[出典] Generation of a Hutchinson–Gilford progeria syndrome monkey model by base editing. Wang F [..] Ji W, Liu GH, Long C, Niu Y. Protein Cell 2020-07-29

背景
  • 早老症の一種ハッチンソン・ギルフォード・プロジェリア症候群 (Hutchinson- Gilford progeria syndrome: HGPS)のほぼ90%は、核膜タンパク質ラミナA (LMNA)のエクソン11内の点突然変異 (1824 C>T, Gly608Gly)によってもたらされる非遺伝病である。

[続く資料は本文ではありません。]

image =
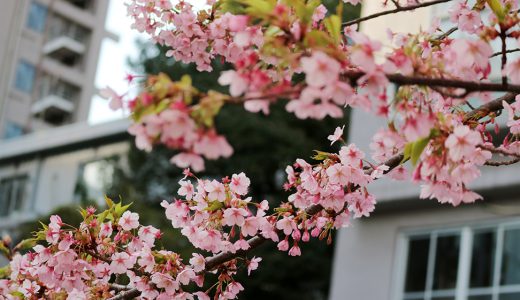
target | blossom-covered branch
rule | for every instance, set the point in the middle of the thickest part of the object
(302, 54)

  • この点変異を帯びたLMNAは、スプライシング異常を介して150-ntを欠損したmRNAへと転写され、続いて、ZMPSTE24 切断サイトを欠損した短縮タンパク質 (プロジェリン)へと翻訳される。プロジェリンからはファルネシル化されたテールが除去されず蓄積し、早老症の病態をもたらす。

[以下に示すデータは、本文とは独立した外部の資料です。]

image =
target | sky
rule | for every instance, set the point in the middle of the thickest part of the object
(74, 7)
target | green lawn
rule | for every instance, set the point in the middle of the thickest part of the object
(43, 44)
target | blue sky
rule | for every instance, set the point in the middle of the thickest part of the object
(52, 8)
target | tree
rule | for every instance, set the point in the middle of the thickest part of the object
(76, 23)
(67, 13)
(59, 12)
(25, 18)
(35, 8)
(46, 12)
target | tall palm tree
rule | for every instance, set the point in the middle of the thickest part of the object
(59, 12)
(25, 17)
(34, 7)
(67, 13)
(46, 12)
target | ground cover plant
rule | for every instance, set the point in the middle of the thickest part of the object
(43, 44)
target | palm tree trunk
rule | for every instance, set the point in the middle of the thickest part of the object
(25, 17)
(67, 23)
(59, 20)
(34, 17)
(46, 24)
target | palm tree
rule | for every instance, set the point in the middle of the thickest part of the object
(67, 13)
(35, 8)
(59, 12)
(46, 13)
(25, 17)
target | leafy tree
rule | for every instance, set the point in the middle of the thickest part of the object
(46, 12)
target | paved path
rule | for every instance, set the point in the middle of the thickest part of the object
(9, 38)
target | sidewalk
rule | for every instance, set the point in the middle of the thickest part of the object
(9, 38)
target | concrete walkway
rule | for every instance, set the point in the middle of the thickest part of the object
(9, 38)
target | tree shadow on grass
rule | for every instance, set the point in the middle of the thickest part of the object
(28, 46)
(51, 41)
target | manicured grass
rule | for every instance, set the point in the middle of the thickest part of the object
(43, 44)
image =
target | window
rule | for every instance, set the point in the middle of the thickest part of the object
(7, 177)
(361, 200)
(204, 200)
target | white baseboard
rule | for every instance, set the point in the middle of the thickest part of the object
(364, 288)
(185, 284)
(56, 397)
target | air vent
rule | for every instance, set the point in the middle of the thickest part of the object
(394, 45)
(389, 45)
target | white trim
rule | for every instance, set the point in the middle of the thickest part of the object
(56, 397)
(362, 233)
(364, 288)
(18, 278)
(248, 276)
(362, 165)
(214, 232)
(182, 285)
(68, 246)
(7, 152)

  • HGPSのモデルとして、動物 (マウス, ウサギおよびブタ)モデル、HGPS患者由来iPSCsから分化した細胞モデルが開発され、研究に貢献してきた。しかし、その結果をヒトへと展開するには霊長類モデルでの研究が重要である。
成果

 昆明理工大学を主とする研究グループは今回、BE4max [*]を利用して、LMNA(1824 C>T, Gly608Gly)変異を帯びたカニクイザルMacaca fascicularisを作出し、HGPS霊長類モデルとして有用なことを示した。

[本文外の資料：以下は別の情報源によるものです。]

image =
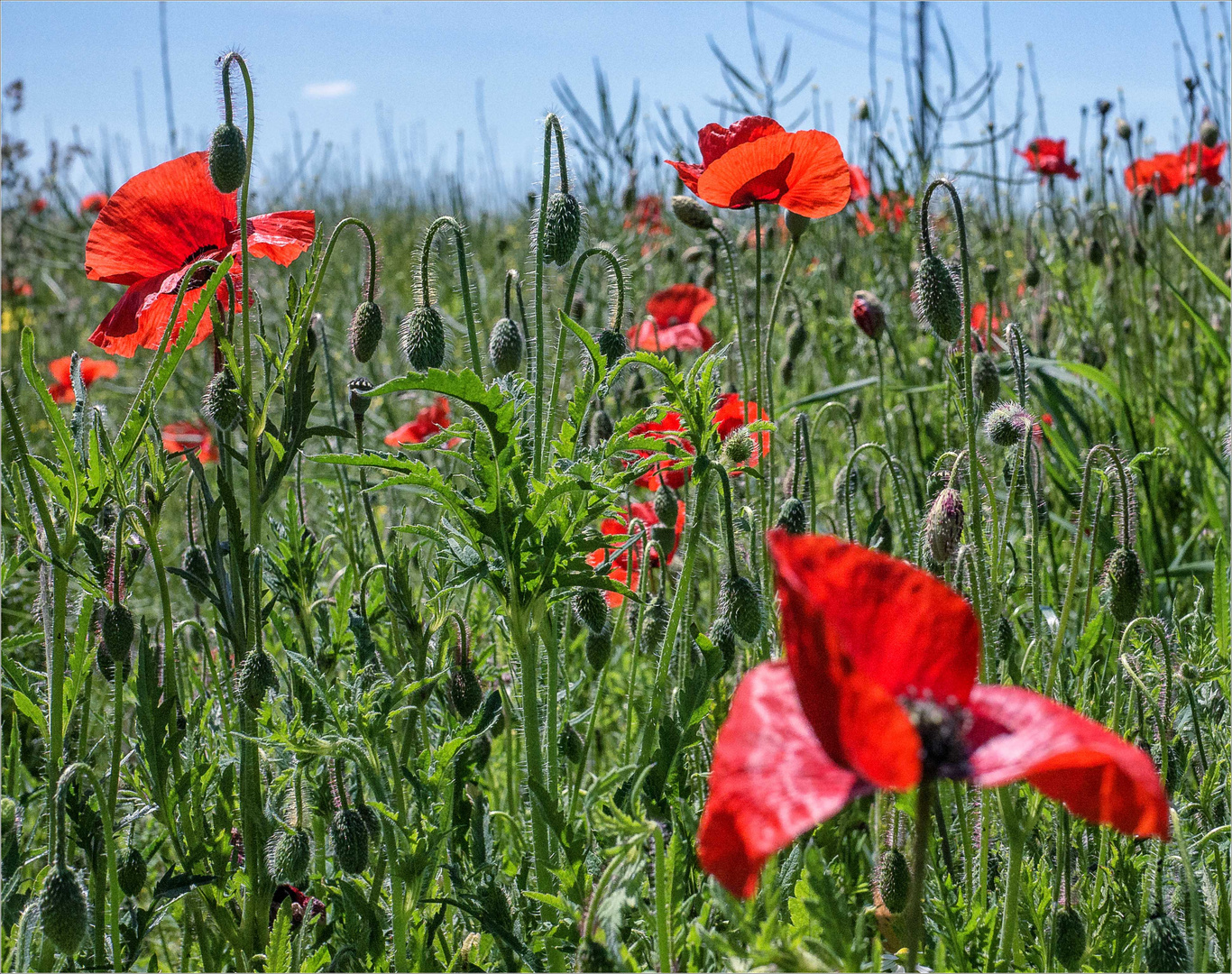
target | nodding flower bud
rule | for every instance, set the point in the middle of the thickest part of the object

  • 2020-08-02 10.34.0186個のサル受精卵にBE4max mRNAとsgRNAをマイクロインジェクションし、形態が正常な41個の受精卵を、11頭の代理母へ移植し、6頭が妊娠し、5頭から新生仔を得た (Figure 1-A,Eを引用した右図参照: 5頭は右図 Eの中の、#1, 2, 3, 5および6; #4は帝王切開前に死亡)。
  • 7種類の臓器に設計通りのC-to-T変換が誘導され、また、野生型 (WT)とHGPSの間で、点突然変異 (SNVs)のプロファイルに有意差は無いことを、同定した。
  • プロジェリンに相当するmRNAの存在をqRT-PCRで判定した結果、ホモ型変異の#4と#5、及びヘテロ型変異の#1の各臓器での高発現が見られたが、変換効率が低かった#2と#3では見られなかった。ウエスタンブロットと免疫蛍光法でも整合する結果を得た。
  • BE4max編集サルは、幼児から成長するにつれて症状が顕れる点や、脳でのプロジェリンが見られないことも含めて、HGPS患者の病態を再現した。